顧晨也是默默點頭,將這一切記錄下來,隨後抬頭問孫海芳:「所以,吳奇就是因為這件事情,才看破紅塵,遁入佛門對嗎?」

「差不多吧。」孫海芳也不藏著掖著,直接點頭承認道:

「吳奇這個人,其實心裡一直也不踏實,他害怕有一天,我會去警局舉報他。」

「可他同時也知道,我不敢,因為這件事情,我也有關。」

「如果去警局告發他,我也沒有好果子吃。」

「但是他萬萬沒想到,我會去舉報他走私的事情,這事一碼歸一碼,他只能認栽。」

「可如果他在認栽的同時,又主動交代他失手殺人的事情,他清楚自己將面臨更多的牢獄之災,他不想把自己一輩子都困在監獄。」

「所以,當他因為走私被判入獄幾年後,他只能搖搖牙認栽。」

頓了頓,孫海芳也是無奈說道:「所以這件事情,也讓他吳奇的內心備受煎熬,因此還患上了抑鬱症。」

「後來他出獄的時候,聽說一位獄友出去之後,做了和尚,現在每天都很逍遙自在。」

「他很羨慕這樣的生活,加上入獄之前,他也跟其他女人結婚,還有了孩子。」

「可是被判刑之後,他變得一無所有,感覺一切都得從頭再來,可他早已是一把年紀,感覺再沒有翻身的可能。」

「於是他想想之後,便去找到那位獄友,經過那位獄友的點化,也開始出家為僧。」

深呼一口氣,孫海芳吸了吸鼻子,也是笑笑說道:「從此,這個世界上就多了一個吳大師。」

「他開始四海遊學,積攢了一些名氣,後來北嶺寺院的落成,他受邀入駐。」

「就這樣,北嶺的吳大師,成了眾人信奉的大師。」

聽到這些,顧晨在做完記錄的同時,也是抬頭問孫海芳:

「可是,這跟你姐孫芸梅的死亡又有什麼關係?」

「對呀,你姐孫芸梅到底在哪?既然已經死亡,那屍體在哪?」盧薇薇也是迫不及待。

畢竟,了解了孫海芳跟吳奇,以及孫芸梅過去的一些事情後,大家也大概捋清了幾人之前的複雜關係。

可現在最重要的是,孫芸梅下落不明。

孫海芳嘆息一聲,說道:「因為這件事情,已經被隱瞞多年。」

「起先我姐孫芸梅,也一直認為,是姐夫拋棄了她,或者是姐夫客死他鄉,所以才沒辦法回來。」

「因此,漸漸地,也喜歡去寺廟拜佛求經。

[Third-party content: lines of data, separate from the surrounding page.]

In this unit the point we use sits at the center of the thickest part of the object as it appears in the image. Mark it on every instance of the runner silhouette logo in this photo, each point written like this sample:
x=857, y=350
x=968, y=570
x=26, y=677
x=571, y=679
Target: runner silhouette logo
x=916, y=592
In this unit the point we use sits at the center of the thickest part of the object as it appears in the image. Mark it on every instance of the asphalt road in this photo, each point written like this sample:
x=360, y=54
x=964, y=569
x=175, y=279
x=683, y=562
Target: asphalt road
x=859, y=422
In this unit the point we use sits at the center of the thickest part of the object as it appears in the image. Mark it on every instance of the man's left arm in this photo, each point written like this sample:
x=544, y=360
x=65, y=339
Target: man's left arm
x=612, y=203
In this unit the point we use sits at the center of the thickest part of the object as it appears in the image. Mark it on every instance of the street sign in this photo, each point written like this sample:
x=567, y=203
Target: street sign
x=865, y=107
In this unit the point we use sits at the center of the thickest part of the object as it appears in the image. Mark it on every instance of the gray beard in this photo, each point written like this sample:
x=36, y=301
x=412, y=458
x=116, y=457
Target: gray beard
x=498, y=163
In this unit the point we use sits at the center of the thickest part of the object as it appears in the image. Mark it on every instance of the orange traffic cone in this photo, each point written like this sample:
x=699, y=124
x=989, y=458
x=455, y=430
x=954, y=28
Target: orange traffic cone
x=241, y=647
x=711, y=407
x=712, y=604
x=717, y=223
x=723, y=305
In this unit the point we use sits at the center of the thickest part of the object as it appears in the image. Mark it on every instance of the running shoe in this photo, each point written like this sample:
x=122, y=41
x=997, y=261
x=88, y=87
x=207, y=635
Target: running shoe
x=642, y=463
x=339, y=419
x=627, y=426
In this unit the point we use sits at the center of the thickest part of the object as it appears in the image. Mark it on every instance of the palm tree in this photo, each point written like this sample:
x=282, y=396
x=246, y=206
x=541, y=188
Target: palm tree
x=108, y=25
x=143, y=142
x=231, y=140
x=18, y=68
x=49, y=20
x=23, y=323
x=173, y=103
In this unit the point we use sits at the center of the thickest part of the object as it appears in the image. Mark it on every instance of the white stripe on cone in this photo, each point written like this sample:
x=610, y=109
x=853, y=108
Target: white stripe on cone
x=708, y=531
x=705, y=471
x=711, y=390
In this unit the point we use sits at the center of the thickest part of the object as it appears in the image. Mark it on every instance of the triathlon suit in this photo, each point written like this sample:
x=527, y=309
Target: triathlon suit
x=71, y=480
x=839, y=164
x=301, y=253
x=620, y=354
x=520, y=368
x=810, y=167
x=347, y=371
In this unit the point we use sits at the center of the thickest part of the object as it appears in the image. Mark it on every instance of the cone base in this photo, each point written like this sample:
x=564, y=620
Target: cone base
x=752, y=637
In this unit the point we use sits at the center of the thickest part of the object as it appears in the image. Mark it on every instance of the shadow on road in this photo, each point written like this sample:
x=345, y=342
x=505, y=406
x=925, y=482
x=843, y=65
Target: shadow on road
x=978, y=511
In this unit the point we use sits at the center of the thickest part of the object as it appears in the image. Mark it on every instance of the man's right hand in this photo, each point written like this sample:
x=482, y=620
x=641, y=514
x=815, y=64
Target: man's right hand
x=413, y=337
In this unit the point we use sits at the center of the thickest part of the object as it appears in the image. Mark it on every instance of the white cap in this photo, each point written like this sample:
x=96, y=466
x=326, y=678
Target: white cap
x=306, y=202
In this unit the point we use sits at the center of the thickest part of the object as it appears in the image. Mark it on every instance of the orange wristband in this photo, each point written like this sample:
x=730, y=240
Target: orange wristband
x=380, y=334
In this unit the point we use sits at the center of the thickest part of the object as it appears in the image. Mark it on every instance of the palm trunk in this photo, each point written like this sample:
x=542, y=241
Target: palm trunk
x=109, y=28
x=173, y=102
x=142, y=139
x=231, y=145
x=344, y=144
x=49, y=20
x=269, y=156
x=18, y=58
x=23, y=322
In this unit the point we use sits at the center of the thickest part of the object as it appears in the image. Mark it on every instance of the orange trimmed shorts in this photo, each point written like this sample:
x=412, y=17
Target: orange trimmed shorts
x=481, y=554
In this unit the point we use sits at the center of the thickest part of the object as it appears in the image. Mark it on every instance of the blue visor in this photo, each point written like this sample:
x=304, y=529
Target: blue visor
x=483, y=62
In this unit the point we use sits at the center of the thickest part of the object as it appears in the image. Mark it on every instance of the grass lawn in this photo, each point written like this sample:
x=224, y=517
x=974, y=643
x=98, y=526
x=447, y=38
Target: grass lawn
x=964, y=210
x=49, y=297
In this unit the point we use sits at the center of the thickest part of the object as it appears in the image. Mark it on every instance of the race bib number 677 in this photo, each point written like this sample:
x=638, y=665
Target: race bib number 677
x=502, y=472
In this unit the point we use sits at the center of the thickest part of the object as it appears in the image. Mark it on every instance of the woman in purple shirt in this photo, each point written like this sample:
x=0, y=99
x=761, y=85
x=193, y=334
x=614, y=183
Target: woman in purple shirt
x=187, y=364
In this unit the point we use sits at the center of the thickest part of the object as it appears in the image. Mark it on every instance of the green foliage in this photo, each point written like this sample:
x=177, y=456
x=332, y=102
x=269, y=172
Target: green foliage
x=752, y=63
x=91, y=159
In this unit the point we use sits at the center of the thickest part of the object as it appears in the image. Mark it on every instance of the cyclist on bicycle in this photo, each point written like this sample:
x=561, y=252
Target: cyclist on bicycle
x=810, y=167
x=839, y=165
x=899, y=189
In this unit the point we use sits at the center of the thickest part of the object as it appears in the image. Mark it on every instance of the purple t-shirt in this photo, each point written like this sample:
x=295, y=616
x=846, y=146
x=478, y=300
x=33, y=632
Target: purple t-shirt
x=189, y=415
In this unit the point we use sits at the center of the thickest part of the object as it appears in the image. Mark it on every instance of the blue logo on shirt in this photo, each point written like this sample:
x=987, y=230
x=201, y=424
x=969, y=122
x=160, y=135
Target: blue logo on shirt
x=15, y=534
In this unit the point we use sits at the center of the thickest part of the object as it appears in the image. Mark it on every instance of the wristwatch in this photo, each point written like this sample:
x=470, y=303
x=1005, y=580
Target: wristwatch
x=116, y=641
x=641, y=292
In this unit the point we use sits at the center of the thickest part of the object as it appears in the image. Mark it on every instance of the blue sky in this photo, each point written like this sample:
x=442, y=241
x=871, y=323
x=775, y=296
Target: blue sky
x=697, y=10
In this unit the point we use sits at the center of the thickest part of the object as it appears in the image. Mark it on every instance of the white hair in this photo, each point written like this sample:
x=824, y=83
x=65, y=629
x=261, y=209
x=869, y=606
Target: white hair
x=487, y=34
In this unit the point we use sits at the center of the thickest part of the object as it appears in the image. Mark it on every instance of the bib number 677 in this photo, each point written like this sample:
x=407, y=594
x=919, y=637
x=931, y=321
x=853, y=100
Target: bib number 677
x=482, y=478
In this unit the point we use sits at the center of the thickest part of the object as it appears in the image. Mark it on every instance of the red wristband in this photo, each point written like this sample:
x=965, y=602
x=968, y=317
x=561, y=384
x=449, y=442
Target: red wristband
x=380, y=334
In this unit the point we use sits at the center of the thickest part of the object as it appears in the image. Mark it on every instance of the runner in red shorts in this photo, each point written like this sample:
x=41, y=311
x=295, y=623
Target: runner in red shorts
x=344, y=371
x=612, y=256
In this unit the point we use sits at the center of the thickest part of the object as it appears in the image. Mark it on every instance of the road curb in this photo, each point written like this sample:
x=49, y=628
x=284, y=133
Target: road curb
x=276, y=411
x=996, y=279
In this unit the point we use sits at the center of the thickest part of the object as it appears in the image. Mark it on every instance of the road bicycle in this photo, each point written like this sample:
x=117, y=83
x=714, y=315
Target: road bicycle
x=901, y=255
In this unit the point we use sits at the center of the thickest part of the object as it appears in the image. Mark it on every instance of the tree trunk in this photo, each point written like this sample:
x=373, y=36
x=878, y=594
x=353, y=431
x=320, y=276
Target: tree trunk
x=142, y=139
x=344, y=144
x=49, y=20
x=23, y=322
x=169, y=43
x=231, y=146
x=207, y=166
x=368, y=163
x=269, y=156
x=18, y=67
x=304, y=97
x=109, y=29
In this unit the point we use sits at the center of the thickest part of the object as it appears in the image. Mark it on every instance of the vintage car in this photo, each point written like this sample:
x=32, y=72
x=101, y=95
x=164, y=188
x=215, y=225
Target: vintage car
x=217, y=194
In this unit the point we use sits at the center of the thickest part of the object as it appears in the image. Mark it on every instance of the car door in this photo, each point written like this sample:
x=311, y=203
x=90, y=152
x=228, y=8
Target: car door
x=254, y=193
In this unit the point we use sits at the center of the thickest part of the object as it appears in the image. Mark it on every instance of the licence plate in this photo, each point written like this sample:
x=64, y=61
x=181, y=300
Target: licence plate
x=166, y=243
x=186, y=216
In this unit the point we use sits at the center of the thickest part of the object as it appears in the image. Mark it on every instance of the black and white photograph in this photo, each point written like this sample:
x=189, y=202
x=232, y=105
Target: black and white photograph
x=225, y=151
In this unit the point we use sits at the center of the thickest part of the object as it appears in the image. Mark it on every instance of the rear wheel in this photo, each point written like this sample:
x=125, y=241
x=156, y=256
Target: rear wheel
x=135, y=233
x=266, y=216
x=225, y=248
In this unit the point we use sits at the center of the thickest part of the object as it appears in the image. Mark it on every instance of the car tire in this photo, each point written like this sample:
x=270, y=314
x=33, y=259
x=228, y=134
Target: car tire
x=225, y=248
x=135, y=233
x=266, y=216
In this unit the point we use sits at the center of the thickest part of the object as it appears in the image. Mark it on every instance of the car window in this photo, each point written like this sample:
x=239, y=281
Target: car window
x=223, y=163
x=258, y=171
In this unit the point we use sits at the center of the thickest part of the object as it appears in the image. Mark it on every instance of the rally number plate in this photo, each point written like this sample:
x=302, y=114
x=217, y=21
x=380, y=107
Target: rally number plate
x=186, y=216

」

「加上她跟吳奇也算是相識一場,在得知吳奇在北嶺寺廟做僧人後,每年都會去那裡走上幾趟,也是想化解心中的憂傷。」

「嗯。」王警官聞言孫海芳說辭後,也是默默點頭,附和著說:

「可以理解,你姐姐孫芸梅,在丈夫失蹤之後,發現自己有利孩子。」

「可孩子也在出生不久就夭折,這種打擊,不是一般人可以理解的。」

「所以需要心理安慰,加上這麼多年,都是一個人過,心中不免會有些有傷。」

「對。」孫海芳也是點點頭,贊同著道:「我姐自從失去了丈夫,又沒了孩子。」

「那段時間的她,其實一直都是精神恍惚。」

「在我看來,她需要人指點迷津,而此時的吳奇,早已被人稱為吳大師,就擅長幹這個。」

「所以我姐才會選擇每年都來北嶺,找吳奇指點迷津。」

深呼一口氣,孫海芳雙手搓臉,也是努力讓自己平復下心情,這才又道:

「本來這一切都相安無事,可就在我那次的出現,讓這一切都徹底改變。」

「是因為你?」顧晨有些驚詫,但同時又感覺,這似乎也冥冥之中是天註定。

孫海芳默默點頭,說道:「因為姐夫的事情,我感覺有些愧對我姐,所以從那件事情之後,就主動遠離她。」

「後來,我又因為吳奇的移情別戀,讓我名聲也越來越壞,加上我跟很多男人都傳過謠言,所以姐姐一直為我感到不恥。」

冷哼了兩聲,孫海芳又道:「加上我這種性格,哪裡受得了這種委屈?所以,就漸漸的跟我姐疏遠。」

「再後來,我也跟了一個工程師,替他生了孩子,過起了小日子。」

「只是,這種日子沒過多久,便離婚了。」

「嗯。」盧薇薇聽到這裡,也是不由感慨,說道:「孫海芳,根據我們對你戶籍的調查,你離婚之後,就一直沒再結婚,就一直這麼單過著,是嗎?」

「嗯。」孫海芳默默點頭,也是自嘲的笑笑:「我感覺,這一輩子,做過的壞事太多,已經不相信愛情了。」

「加上自己年紀也大了,所以,就得過且過吧,反正名聲都這樣了。」

「當初跟我那個工程師老公離婚,其實很大一部分原因,也是因為我那工程師老公,聽到外頭的各種流言蜚語,實在有些受不了。」

「尤其是那些當年跟我交往過的男人,時不時碰見我都會跟我嬉皮笑臉,這讓我那工程師老公非常憤怒。」

用手指沾了沾眼淚,孫海芳也是自嘲的笑笑:「所以,我也命苦啊,想到這一切,都是吳奇害的。」

「所以,我離婚之後,也會去北嶺寺院,沒事就去找吳奇聊天。」

「畢竟,吳奇還有把柄在我手裡,有時候,我沒錢用了,也會去找吳奇要,感覺反正生活都已經糟糕成這樣?那就得過且過吧?」

「啥?你找吳奇要錢?那你這不是在敲詐嗎?」盧薇薇聽到這裡,感覺整個人三觀都快崩壞了。

合著這個孫海芳,攥著吳奇殺人的把柄,各種索要錢財?

孫海芳也並不否認,直接就是點頭承認說:「這有什麼?你認為這個吳奇就是什麼好東西嗎?」

「你以為他被人稱作為大師,自己就是真大師嗎?其實狗屁不是。」

「這話怎麼說?」見孫海芳說話有些偏激,王警官也是好奇問她。

孫海芳咧嘴一笑,也是緩緩說道:「你們或許沒去過他的禪房吧?」

「我去過。」

這邊孫海芳話音未落,顧晨便直接回道:「我去過他的禪房,所以呢?」

「原來你去過啊?」見顧晨去過吳奇的禪房,因此孫海芳也是開門見山道:

「那我問你,你發現吳奇禪房內的不同之處嗎?」

「不同之處?」顧晨聽到此話,也是趕緊回想起來。

自己那天去吳奇的禪房,已經是大半夜,可要說吳奇禪房的不同之處,顧晨感覺,或許就是那些貴重禮品堆得到處都是吧?